Hello,
I have been looking into a new laptop, and was coming across ones with these NPUs heavily advertised in them. Doing some reading, they don’t seem extremely functional at this stage.
They are around 45-50 TOPS at the highest it seems. I found some articles and comments suggesting that ‘could’ be useful for locally using smaller models, but also statements conflicting with that. As well, most, if not all, ‘technical use’ of them seem locked into the Windows environment. Even some program from AMD allowing local LLM use requires a Windows Server for it to communicate with, iirc. (AMD, GAIA)
So, is there, currently, any technical use for these, such that it makes much sense to grab a device with one for tinkering?
I’d considered experimenting with smaller models and seeing what comes of those (if small model improvements come through as DeepSeek proponents might suggest).
I’m also just generally new to the technology, but intrigued by the potential to localize usage; not only because of the potential to limit the environmental impact of large data center use.
Any comments, ideas, suggestions, or general pointing in a direction is very appreciated.
Thank you for taking the time.
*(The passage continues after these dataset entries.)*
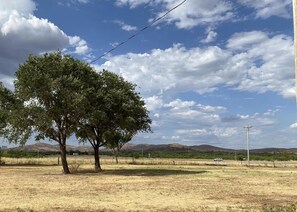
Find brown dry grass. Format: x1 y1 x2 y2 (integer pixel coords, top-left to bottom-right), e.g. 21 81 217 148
0 157 297 211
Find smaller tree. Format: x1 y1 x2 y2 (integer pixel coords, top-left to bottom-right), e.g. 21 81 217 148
105 129 135 164
76 70 151 171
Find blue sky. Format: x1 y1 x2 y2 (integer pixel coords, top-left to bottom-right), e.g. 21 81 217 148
0 0 297 149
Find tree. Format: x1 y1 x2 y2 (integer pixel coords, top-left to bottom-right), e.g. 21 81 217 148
15 51 92 174
0 82 32 145
76 70 151 171
105 129 132 164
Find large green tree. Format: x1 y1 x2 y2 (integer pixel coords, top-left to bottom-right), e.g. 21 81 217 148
15 52 93 174
76 70 151 171
0 82 32 145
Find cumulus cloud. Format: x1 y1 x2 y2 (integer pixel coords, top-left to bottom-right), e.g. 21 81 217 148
200 31 218 43
0 0 88 86
114 20 137 32
101 45 238 95
227 31 295 98
238 0 292 19
100 31 294 98
290 123 297 129
116 0 234 29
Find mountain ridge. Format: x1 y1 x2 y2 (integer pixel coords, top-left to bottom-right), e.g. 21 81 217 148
5 143 297 154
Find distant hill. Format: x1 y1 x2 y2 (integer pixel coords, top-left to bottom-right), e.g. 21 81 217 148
10 143 297 154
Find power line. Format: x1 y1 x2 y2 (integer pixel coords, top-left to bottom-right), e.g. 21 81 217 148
90 0 187 64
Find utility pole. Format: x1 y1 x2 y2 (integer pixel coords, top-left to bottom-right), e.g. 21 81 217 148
243 125 253 166
292 0 297 103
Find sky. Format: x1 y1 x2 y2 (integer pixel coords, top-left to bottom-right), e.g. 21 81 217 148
0 0 297 149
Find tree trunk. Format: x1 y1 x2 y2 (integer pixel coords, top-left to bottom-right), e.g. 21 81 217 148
94 146 102 172
59 143 70 174
115 152 119 164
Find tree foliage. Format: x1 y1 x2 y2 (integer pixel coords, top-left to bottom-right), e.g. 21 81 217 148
76 70 151 171
0 51 151 174
15 52 92 173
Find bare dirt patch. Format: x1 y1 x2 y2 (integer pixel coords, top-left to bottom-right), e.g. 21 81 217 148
0 161 297 211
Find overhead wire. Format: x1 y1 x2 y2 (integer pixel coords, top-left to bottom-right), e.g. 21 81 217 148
90 0 187 64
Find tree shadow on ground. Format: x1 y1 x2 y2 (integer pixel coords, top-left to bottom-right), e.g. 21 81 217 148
73 169 207 177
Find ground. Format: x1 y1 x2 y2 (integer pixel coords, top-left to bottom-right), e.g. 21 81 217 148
0 157 297 211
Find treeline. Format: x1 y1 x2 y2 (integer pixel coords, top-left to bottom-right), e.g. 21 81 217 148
0 51 151 174
119 151 297 161
0 150 297 161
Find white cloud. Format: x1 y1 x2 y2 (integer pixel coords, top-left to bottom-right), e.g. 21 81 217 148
238 0 292 19
144 96 163 110
115 0 151 8
77 0 90 4
69 36 90 54
100 31 294 98
200 31 218 43
116 0 234 29
0 0 88 82
113 20 137 32
227 31 268 50
100 45 238 96
290 123 297 129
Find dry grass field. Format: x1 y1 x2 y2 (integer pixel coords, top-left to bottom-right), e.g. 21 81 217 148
0 158 297 211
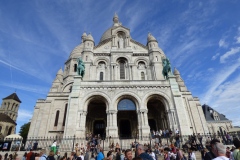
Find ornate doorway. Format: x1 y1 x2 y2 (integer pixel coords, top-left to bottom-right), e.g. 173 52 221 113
147 95 170 131
93 120 106 136
117 99 138 138
86 96 107 137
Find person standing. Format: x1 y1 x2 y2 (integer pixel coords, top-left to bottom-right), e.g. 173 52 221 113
137 144 153 160
232 139 240 160
97 148 104 160
188 148 196 160
125 149 132 160
51 140 57 154
212 143 229 160
39 149 47 160
204 139 220 160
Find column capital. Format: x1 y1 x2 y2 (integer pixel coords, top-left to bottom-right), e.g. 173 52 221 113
107 110 117 114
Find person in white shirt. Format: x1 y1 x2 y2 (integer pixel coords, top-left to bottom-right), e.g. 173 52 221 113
212 143 229 160
188 148 196 160
51 140 57 154
148 149 156 160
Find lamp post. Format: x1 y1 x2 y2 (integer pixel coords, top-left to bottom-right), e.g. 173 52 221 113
72 134 75 152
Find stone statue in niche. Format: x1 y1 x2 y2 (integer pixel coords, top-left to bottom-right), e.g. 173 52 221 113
118 36 124 48
138 62 146 69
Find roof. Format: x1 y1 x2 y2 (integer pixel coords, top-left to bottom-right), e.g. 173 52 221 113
5 134 22 139
0 113 17 125
3 93 21 103
202 104 230 121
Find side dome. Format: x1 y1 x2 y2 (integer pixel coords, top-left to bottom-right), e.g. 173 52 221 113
99 27 116 43
69 43 83 58
147 33 157 42
86 34 94 42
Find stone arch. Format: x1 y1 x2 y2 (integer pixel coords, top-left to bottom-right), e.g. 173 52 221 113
83 91 111 112
112 28 129 37
143 91 172 131
93 57 110 65
109 91 141 111
113 56 131 63
134 57 149 66
142 91 173 110
62 81 73 92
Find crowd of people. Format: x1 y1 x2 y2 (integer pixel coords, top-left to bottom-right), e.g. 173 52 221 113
0 130 240 160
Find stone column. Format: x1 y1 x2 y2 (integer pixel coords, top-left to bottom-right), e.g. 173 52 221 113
139 109 150 137
106 110 118 137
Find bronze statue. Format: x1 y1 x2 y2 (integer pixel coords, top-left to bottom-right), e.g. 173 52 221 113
77 57 85 78
162 58 171 79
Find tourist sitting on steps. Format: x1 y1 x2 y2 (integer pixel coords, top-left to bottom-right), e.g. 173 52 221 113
137 144 153 160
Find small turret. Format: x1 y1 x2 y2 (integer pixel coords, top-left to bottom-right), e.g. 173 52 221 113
86 33 94 42
113 13 119 26
82 32 87 43
83 33 94 51
174 68 180 76
147 33 158 50
0 93 21 122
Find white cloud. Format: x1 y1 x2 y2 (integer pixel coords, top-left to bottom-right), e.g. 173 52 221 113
218 39 228 48
17 109 33 122
203 76 240 125
208 68 214 72
202 58 240 103
212 53 220 60
220 47 240 63
236 36 240 44
0 82 49 95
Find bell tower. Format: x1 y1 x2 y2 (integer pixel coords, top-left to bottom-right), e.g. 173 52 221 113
0 93 21 122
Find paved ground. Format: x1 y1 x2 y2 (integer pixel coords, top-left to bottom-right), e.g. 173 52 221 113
0 151 204 160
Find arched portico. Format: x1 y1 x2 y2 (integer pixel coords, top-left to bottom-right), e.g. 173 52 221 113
85 95 107 136
143 92 173 131
147 95 170 131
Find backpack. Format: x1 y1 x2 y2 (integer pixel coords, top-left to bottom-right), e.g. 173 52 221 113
30 153 35 160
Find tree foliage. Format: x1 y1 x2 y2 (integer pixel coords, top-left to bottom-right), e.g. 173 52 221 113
19 122 31 144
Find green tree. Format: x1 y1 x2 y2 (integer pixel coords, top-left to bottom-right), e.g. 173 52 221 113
19 122 31 144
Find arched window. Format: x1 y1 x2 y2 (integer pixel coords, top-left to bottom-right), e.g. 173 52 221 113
11 103 15 110
119 60 125 79
54 111 60 127
118 99 136 111
63 104 68 126
141 72 145 80
99 72 103 81
7 127 13 135
74 64 77 72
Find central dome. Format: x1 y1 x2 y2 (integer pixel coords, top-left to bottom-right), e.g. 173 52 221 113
100 26 117 42
100 13 121 42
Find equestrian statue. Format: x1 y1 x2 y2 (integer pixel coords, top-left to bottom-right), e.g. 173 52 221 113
162 58 171 79
77 57 85 78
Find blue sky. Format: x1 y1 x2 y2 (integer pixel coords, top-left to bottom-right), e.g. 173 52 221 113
0 0 240 131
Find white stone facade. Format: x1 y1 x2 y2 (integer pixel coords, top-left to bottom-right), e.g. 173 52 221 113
28 15 209 137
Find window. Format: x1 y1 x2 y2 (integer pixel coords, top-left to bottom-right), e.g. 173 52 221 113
11 103 15 110
99 72 103 81
54 111 59 127
119 61 125 79
63 104 68 126
74 64 77 72
141 72 145 80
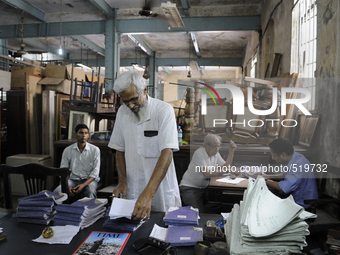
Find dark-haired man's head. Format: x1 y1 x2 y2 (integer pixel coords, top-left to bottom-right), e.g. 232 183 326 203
269 138 294 164
74 124 90 146
74 124 90 133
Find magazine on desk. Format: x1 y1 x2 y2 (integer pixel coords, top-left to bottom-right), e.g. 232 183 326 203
72 231 131 255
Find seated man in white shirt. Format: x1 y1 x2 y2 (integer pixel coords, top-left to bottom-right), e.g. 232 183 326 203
179 134 237 213
55 124 100 198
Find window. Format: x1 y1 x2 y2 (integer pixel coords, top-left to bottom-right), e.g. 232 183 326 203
290 0 317 110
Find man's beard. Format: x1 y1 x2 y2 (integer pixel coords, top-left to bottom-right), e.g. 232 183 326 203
130 106 140 121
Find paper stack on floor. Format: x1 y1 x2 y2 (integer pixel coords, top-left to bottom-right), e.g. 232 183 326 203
103 198 144 232
13 191 67 225
54 197 107 229
164 206 199 226
224 176 316 255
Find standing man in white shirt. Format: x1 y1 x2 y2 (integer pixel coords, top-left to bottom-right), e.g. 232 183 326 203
55 124 100 198
109 70 181 219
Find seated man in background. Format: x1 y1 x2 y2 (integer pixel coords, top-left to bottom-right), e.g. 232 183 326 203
55 124 100 198
263 138 318 210
179 134 236 213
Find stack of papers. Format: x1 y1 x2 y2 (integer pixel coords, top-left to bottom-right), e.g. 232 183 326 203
103 198 144 232
164 206 199 226
224 176 316 255
103 208 144 232
13 191 67 225
216 175 247 185
54 197 107 229
150 224 203 246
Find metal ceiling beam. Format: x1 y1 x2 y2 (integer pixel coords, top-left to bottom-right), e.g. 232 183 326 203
71 35 105 56
128 35 154 57
118 16 261 33
69 58 243 67
24 38 68 58
90 0 114 17
1 0 45 21
0 16 260 39
181 0 190 17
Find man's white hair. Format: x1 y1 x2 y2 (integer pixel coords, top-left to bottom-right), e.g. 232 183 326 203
113 69 146 94
203 133 222 145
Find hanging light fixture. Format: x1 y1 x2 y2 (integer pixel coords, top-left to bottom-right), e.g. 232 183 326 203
143 66 151 80
17 12 27 55
59 0 63 55
187 33 191 78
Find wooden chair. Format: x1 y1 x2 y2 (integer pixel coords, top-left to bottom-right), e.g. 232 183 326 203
0 163 70 209
304 163 340 233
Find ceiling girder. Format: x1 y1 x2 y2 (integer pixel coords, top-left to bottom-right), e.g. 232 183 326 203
0 16 260 39
90 0 114 17
70 58 243 67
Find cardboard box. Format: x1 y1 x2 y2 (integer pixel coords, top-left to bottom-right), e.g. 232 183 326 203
11 66 42 89
38 77 80 96
45 64 68 79
42 65 85 96
45 64 85 82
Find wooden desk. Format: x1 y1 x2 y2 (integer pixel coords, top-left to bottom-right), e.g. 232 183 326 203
0 213 221 255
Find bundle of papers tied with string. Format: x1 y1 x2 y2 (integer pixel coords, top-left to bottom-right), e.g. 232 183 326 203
163 206 199 226
224 176 316 255
103 198 144 232
13 191 67 225
54 197 107 229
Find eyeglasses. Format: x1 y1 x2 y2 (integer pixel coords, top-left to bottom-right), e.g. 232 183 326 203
122 94 140 106
208 144 221 150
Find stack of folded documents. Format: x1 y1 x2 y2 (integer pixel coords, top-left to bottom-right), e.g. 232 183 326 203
13 191 67 225
224 176 316 255
54 197 107 229
150 224 203 246
164 206 199 226
103 198 144 232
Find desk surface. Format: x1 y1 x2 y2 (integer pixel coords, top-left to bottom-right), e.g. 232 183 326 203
0 213 221 255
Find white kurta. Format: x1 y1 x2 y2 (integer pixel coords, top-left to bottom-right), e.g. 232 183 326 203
109 97 181 212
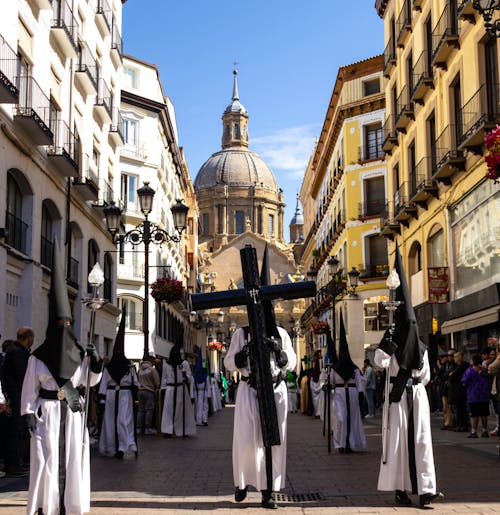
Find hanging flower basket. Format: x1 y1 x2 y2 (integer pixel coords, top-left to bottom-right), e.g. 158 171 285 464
208 342 222 351
484 125 500 183
151 277 184 304
312 320 330 334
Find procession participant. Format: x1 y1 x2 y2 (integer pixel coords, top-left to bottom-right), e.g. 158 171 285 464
374 243 444 507
161 345 196 437
21 240 102 515
99 310 139 459
330 313 366 453
194 347 212 426
224 246 297 509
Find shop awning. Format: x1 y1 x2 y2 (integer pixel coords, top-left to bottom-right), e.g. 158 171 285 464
441 306 500 334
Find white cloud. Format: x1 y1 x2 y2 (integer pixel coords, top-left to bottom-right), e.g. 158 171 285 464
250 125 318 182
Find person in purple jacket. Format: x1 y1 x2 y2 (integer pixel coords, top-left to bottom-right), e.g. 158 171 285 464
462 354 491 438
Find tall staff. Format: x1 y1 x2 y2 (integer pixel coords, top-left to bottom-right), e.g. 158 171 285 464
382 270 401 464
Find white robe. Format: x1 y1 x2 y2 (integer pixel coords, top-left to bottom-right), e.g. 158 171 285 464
194 377 212 426
224 327 297 491
161 360 196 436
330 368 366 449
21 356 101 515
374 349 436 495
99 365 139 456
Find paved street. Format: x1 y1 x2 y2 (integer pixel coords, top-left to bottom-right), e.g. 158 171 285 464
0 406 500 515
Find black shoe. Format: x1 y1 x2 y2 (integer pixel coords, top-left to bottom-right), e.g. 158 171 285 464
260 490 278 510
418 492 444 508
234 486 248 502
394 490 411 506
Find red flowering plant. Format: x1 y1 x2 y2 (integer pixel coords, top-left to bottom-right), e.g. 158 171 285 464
312 320 329 334
151 277 184 304
484 125 500 183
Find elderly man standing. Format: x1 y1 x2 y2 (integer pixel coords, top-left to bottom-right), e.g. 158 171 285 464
3 326 35 477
Have a good day!


you can run local llms, but npus are not that well established in this space. i currently run stuff using my igpu.
as a starter, whatever npu you come across, search
"insert_npu_name" llama cpp support. here llama cpp is one of the best and well established community way to run llms locally. here is a github issue, with links for support of intel/amd/qualcomm npus - https://github.com/ggml-org/llama.cpp/issues/9181for practical purposes, you can run models smaller than 8B. (max stretch to 24B or close, but performance gets really bad). (this is considering a standardish laptop) (if you do not know what 8B here is, do not worry, it is size of model).
without even buying a new laptop, i suggest you to get llama.cpp (it is easy to get started on all oses, there are releases available). you would need some models, which you will find on hugging face (imagine github, but for models)(github is appstore for code). what you have to look for are quantised models (you do not have to worry about what quantisation is right now). these are files ending with
.ggufin name. for now, for example, we start with https://huggingface.co/unsloth/SmolLM3-3B-128K-GGUF/blob/main/SmolLM3-3B-128K-Q4_K_M.gguf (smollm3, a model i like by huggingface team, based on open data). just dowbload the file i linked.after you install llama.cpp, there will be some command llama-server available, then we will run
llama-server -m "path to gguf file you downloaded"and you will get a link (a local host link) which you can open in a browser, and use it as you would use chatgpt (it just would be a bit stupider and slower).there are many guides available online, so maybe try reading how to run llama cpp, various parameters, how to use gpu, etc. if all this is unclear, feel free to message me (here or on matrix(id in my profile page)). If needed, I can hop on a meeting as well to get it running for you.
Thank you very much for all of this. It makes it seem very possible to at least experiment with these LLMs.
Unfortunately it’s not likely I’ll be able to take your advice.
I’ve been looking into new laptops in case I can find a job in tech again, but I don’t have the funds to buy anything. This is the system I have. Though, some of its hardware is failing I think. The battery failed years ago, so it must stay plugged in all the time. Thankfully it turns on even if I remove the battery so it’s not an overcharging concern.
Sorry I couldn’t try your advice yet.
I’ll come back to it if I can.
Thank you again!
as i said, you do not even need new hardware. for tiny models, your 5 year old (or whatever) cpu is fine.
I do not mean to press you, just maybe try it once. I for one do not find much use for them unless i have to send something to some superior for some proposal, and i just need grammatical proof read or tonality check.
I just advocate for local use because the less you rely on big tech, the better. they harvest your data, and also take money from you to use your data. they ask you to pay even more if you do not want them to use it and that just sounds like mafia behaviour to me.